The town of San Dimas began in 1887, a product of Southern California’s great land boom. This boom was one of four such bursts of population and development in the southern part of the state in the half century between 1876 and 1923. Among the major reasons for the land boom was completion of a transcontinental railroad as well as more localized rail expansion. For San Dimas, the catalyst for development in 1887 was completion of the Santa Fe Railway’s main line through the area. In short order, the San Jose Ranch Company was created and began to lay out plots of land and streets in the town. More development followed in a fast domino effect, and by 1890 San Dimas had a planing mill, a hardware store, and fourth-class post office at the corner of Bonita and Depot, a brick kiln at the corner of Amelia and Cienega, two pipe yards, and its first telephone and restaurant. The community grew as an agricultural region, though its crops gave way to houses and other development by the middle part of the 1900s.
As early as 1912 the Board of Trade talked about incorporating as a city, but following a year of discussion and dissension they dropped the idea. Residents’ desire to incorporate came back in the late 1950s, after adjacent communities began encroaching on San Dimas through annexation. On June 28, 1960, San Dimas voters cast a majority of ballots to incorporate as a city, a decision that became official on August 4, 1960. San Dimas became the 70th city in Los Angeles County.
Cattle ranching was the primary occupation in Southern California between 1820 and 1860, and the area around the community that became San Dimas had its share of ranches as well.
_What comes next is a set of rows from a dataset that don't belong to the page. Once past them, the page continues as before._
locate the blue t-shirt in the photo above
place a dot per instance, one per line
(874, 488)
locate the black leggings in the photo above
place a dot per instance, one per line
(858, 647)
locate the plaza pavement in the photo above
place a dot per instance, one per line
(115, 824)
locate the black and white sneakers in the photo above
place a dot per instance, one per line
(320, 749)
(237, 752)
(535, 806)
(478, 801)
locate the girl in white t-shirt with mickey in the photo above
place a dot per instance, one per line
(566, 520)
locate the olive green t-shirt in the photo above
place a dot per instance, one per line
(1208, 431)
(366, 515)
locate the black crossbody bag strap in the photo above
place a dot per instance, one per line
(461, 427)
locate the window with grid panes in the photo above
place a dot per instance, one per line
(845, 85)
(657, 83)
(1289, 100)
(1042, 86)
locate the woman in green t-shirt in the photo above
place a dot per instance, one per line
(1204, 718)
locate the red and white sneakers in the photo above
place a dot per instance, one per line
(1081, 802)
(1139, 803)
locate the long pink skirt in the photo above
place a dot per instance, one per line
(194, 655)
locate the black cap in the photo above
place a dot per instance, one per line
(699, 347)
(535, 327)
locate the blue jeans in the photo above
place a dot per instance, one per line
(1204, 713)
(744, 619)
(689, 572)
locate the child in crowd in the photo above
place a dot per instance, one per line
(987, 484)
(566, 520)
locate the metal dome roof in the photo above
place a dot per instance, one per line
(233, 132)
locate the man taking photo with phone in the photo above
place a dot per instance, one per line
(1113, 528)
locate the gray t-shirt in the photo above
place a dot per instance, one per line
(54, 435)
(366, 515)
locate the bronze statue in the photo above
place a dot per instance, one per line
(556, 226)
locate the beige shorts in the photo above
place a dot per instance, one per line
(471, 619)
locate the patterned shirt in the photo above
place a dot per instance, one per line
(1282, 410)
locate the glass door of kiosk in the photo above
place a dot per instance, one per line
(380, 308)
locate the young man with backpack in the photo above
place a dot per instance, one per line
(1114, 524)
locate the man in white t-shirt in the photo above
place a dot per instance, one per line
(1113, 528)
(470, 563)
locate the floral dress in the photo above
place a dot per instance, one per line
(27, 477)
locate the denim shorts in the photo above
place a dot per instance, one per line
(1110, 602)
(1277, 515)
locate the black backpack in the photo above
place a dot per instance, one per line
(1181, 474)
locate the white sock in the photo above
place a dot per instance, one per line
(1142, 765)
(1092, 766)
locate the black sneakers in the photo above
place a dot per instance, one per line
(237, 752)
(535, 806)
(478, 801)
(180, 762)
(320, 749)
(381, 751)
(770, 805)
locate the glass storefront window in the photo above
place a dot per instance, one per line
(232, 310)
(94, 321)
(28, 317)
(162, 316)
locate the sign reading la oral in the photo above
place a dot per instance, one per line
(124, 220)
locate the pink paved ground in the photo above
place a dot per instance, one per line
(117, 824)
Best known, perhaps, is the Rancho San José, given in a Mexican land grant in 1837 to Don Ygnacio Palomares and Ricardo Vejar. However, “Bob” Teague started what would become the world’s largest citrus nursery in its day when in 1889 he plantedon one acre10,000 orange, lemon, and grapefruit trees. By 1900 he had by some reports as many as 700,000 seedlings, and during the peak years between around 1910 and 1912, his annual sales reached $100,000.
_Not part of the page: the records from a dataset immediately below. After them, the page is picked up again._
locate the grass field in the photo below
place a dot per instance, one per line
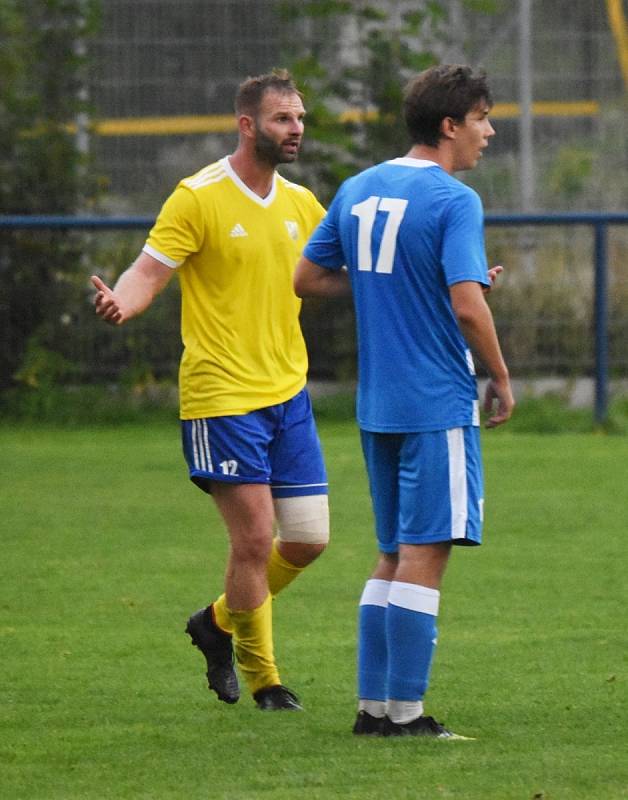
(106, 549)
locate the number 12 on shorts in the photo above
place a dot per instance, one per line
(366, 212)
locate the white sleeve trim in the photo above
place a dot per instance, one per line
(169, 262)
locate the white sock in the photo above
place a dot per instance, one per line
(403, 711)
(376, 708)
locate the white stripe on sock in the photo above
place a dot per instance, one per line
(414, 597)
(375, 593)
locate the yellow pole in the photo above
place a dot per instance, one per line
(619, 27)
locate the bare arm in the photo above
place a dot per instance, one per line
(476, 322)
(311, 280)
(134, 291)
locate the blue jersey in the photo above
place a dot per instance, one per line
(407, 231)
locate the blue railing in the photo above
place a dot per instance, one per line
(600, 223)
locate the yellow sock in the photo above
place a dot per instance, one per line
(280, 571)
(253, 643)
(222, 615)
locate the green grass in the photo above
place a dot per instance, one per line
(106, 549)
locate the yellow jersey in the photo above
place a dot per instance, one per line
(235, 255)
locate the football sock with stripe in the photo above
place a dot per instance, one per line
(411, 636)
(253, 644)
(372, 651)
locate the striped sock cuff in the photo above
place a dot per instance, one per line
(375, 593)
(414, 597)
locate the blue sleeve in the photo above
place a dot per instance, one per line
(325, 245)
(463, 253)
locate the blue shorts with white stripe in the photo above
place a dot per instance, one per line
(277, 445)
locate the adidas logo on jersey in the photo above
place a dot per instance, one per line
(292, 228)
(237, 230)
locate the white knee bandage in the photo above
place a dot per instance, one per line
(303, 519)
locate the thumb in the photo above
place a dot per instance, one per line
(100, 285)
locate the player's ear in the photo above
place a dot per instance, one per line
(246, 126)
(448, 127)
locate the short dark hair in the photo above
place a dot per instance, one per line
(251, 91)
(446, 90)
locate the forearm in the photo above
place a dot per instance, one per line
(478, 329)
(311, 280)
(134, 292)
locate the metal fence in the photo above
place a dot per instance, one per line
(163, 77)
(561, 309)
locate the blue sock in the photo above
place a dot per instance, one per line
(372, 655)
(411, 638)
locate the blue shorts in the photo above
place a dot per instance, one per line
(425, 487)
(277, 445)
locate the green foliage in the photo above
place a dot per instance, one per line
(354, 102)
(41, 167)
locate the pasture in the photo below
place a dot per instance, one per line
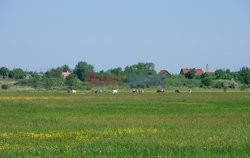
(57, 124)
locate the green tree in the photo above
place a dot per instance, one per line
(82, 68)
(71, 81)
(207, 81)
(66, 68)
(244, 75)
(17, 74)
(4, 71)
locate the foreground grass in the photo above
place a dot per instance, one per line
(55, 124)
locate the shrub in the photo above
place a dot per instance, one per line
(206, 81)
(5, 86)
(243, 87)
(219, 85)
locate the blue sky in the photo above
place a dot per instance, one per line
(40, 34)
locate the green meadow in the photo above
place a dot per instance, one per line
(57, 124)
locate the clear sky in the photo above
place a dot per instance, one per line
(40, 34)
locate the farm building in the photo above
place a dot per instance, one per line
(186, 70)
(65, 74)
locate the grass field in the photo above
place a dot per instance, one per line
(56, 124)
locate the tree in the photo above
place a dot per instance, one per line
(244, 75)
(66, 68)
(207, 81)
(191, 74)
(71, 81)
(17, 74)
(4, 71)
(82, 68)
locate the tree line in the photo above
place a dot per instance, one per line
(53, 79)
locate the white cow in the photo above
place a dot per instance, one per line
(72, 91)
(114, 91)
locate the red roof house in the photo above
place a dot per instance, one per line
(186, 70)
(164, 72)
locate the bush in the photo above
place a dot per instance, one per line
(219, 85)
(206, 81)
(243, 87)
(5, 86)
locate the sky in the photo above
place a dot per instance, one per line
(40, 34)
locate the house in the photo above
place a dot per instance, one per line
(164, 72)
(210, 73)
(65, 74)
(186, 70)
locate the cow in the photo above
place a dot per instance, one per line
(72, 91)
(135, 90)
(160, 90)
(141, 91)
(114, 91)
(177, 91)
(98, 91)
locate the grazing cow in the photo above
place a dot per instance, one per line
(160, 90)
(114, 91)
(141, 91)
(135, 90)
(177, 91)
(72, 91)
(98, 91)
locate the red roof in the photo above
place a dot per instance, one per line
(66, 74)
(186, 70)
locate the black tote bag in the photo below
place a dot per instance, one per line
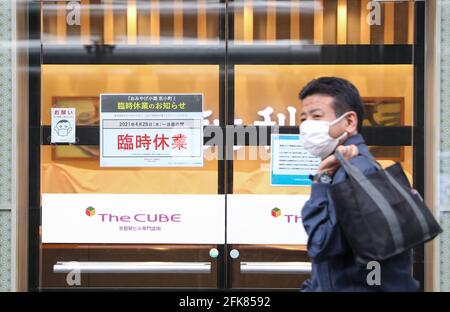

By the first two decades of the twentieth century, citrus plantings dominated the valley. San Dimas was an especially good place to grow lemons because of its elevation in the foothills of the San Gabriel mountains. Until the winter of 1913, even frost was not a problem. Growing citrus could be risky, since growers had to combat theft of fruit and cope with blights and frost. However, as the twentieth century progressed, citrus no longer reigned in San Dimas due to the so-called “quick decline disease” and a growing number of subdivisions and freeways. In 1963 the last packing house closed and in recent years the last grove was plowed under for development.